It explains why there hasn't been a new Bully since 2006, even though the original is widely considered one of Rockstar's best games. It explains why the Manhunt sequel was developed by a different Rockstar studio entirely. It explains why every time fans expect Rockstar North to announce a side project, it doesn't happen. The team isn't lazy or indifferent. They know there's demand for "other" titles. They just don't have the capacity for it. The flagship just eats everything.

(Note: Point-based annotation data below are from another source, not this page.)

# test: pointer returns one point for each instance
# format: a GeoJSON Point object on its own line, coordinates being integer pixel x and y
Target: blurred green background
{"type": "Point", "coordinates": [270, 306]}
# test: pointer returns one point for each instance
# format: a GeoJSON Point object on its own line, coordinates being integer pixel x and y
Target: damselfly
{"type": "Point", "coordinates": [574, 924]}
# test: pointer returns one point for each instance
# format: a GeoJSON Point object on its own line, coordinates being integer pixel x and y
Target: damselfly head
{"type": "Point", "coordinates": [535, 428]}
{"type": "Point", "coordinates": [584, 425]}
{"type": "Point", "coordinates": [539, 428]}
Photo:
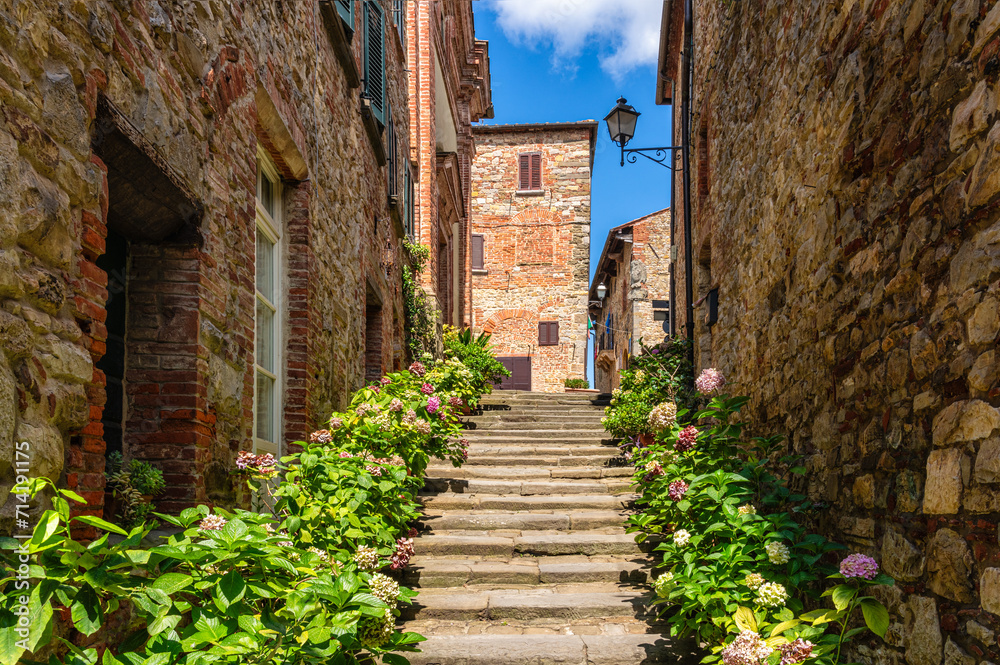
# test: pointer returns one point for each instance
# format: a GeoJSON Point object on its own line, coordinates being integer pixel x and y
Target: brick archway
{"type": "Point", "coordinates": [503, 315]}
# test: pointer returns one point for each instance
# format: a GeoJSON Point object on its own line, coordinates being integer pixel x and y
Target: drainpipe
{"type": "Point", "coordinates": [687, 57]}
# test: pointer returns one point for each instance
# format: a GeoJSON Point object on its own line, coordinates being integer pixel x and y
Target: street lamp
{"type": "Point", "coordinates": [621, 126]}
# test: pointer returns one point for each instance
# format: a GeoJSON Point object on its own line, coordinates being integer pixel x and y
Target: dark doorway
{"type": "Point", "coordinates": [520, 373]}
{"type": "Point", "coordinates": [115, 262]}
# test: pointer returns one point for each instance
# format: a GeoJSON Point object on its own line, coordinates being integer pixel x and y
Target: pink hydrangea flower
{"type": "Point", "coordinates": [321, 436]}
{"type": "Point", "coordinates": [686, 439]}
{"type": "Point", "coordinates": [859, 565]}
{"type": "Point", "coordinates": [710, 381]}
{"type": "Point", "coordinates": [677, 490]}
{"type": "Point", "coordinates": [795, 652]}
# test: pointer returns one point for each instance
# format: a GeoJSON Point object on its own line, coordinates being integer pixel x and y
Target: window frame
{"type": "Point", "coordinates": [270, 226]}
{"type": "Point", "coordinates": [472, 252]}
{"type": "Point", "coordinates": [378, 109]}
{"type": "Point", "coordinates": [534, 169]}
{"type": "Point", "coordinates": [546, 339]}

For what it's worth, other Rockstar studios have shipped plenty over the years. L.A. Noire came from Team Bondi with Rockstar publishing. Max Payne 3 was developed by Rockstar Vancouver. Red Dead Redemption 2 was a company-wide effort spanning multiple studios. It's just that, Rockstar North specifically, the studio that builds the mainline GTA, has shipped only exactly two non-GTA games in the modern era, and it isn't about to change anytime soon.
Grand Theft Auto 5 launched in 2013. Grand Theft Auto Online became standalone in March 2022. Grand Theft Auto 6 is set for November 19. For thirteen years, Rockstar North has focused on one project. The flagship grew so large that it stopped leaving room for anything else.
The silver lining here is that Take-Two Interactive has confirmed plans for titles outside GTA 6 after it comes out.
Unfortunately, we still can't say for sure if this means Rockstar North will finally get a chance to flex its creative muscles on anything other than GTA.